The Washington Post reports that the "lower 48" states of the USA are enjoying spring-like weather. It quotes a meteorologist as saying 1495 record high temperatures have been reached during the month of February (as against 10 record lows); among them:
[Ed Note: it is actually Mangum, OK, not Magnum. The original WaPo article is incorrect.]
(Score: 4, Informative) by WalksOnDirt on Monday February 20 2017, @05:32PM
I scanned the source article and I saw nothing like that. There was a mention of records going back that far but they didn't say when the matching temperatures occurred.
We passed peak warm-up some 8,000 years ago. It was slowly cooling until we started overloading the atmosphere with CO2. Now it is warming much faster than it cooled, yet it still takes decades to be noticeable.

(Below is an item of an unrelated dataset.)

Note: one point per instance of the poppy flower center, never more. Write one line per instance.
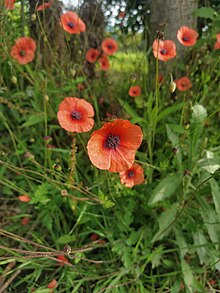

(Score: 2) by Runaway1956 on Monday February 20 2017, @07:09PM
Peak warmup, 8000 years ago? Slowly cooling since then? History in Europe demonstrates that the climate hasn't been steadily and slowly cooling for 8000 years. Remember that mini-ice age, that had people fearing that the earth was going to freeze over again? Are you sure you're not making stuff up now?
(Score: 0) by Anonymous Coward on Monday February 20 2017, @08:35PM
Remember that mini-ice age, that had people fearing that the earth was going to freeze over again? Are you sure you're not making stuff up now?
So this is not history repeating itself, it is only Runaway repeating himself. Again. Oh dear.
(Score: 2) by WalksOnDirt on Monday February 20 2017, @09:38PM
It's well known. There was even a comic about it: https://xkcd.com/1732/ [xkcd.com]
I'm sure you've seen this before. Perhaps you dismissed it because it was a comic, but the science [wikipedia.org] was established long before.
Of course, we may have passed that by now. CO2 will do that.
(Score: 0) by Anonymous Coward on Tuesday February 21 2017, @12:37AM
But the path being followed is actually the "optimistic scenario": https://www.skepticalscience.com/Hansen-1988-prediction.htm [skepticalscience.com]
(Score: 2) by FatPhil on Tuesday February 21 2017, @02:27AM
Great minds discuss ideas; average minds discuss events; small minds discuss people; the smallest discuss themselves
(Score: 3, Informative) by butthurt on Tuesday February 21 2017, @03:14AM
> There was a mention of records going back that far but they didn't say when the matching temperatures occurred.
In the summary I had put:
Denver hit 80 degrees [Fahrenheit, 26.7° Celsius] Feb. 10 — its warmest February temperature on record dating back to 1872.
I can see how it could be read differently, but that does seem to have been the intended meaning.
Record temperatures for Denver, for each day of February, are shown at:
http://www.weather.gov/bou/den_records_feb [weather.gov]
Temperatures of 77 Fahrenheit were reached on 1890-02-04 and 2006-02-28.
I went to
http://w2.weather.gov/climate/getclimate_nonjs.php?wfo=bou [weather.gov]
and after I selected Denver and February 10th, 2017 it told me that the previous record high temperature for that day of February was 71 Fahrenheit, set in 1951:
THE DENVER CO CLIMATE NORMALS FOR TODAY
NORMAL RECORD YEAR
MAXIMUM TEMPERATURE (F) 45 71 1951
MINIMUM TEMPERATURE (F) 18 -14 1933
Tthe 80-degree temperature may be seen by selecting February 11th and looking in the "YESTERDAY" section. Hence the highest temperature previously measured in February was 77 degrees Fahrenheit, in 1890 and 2006.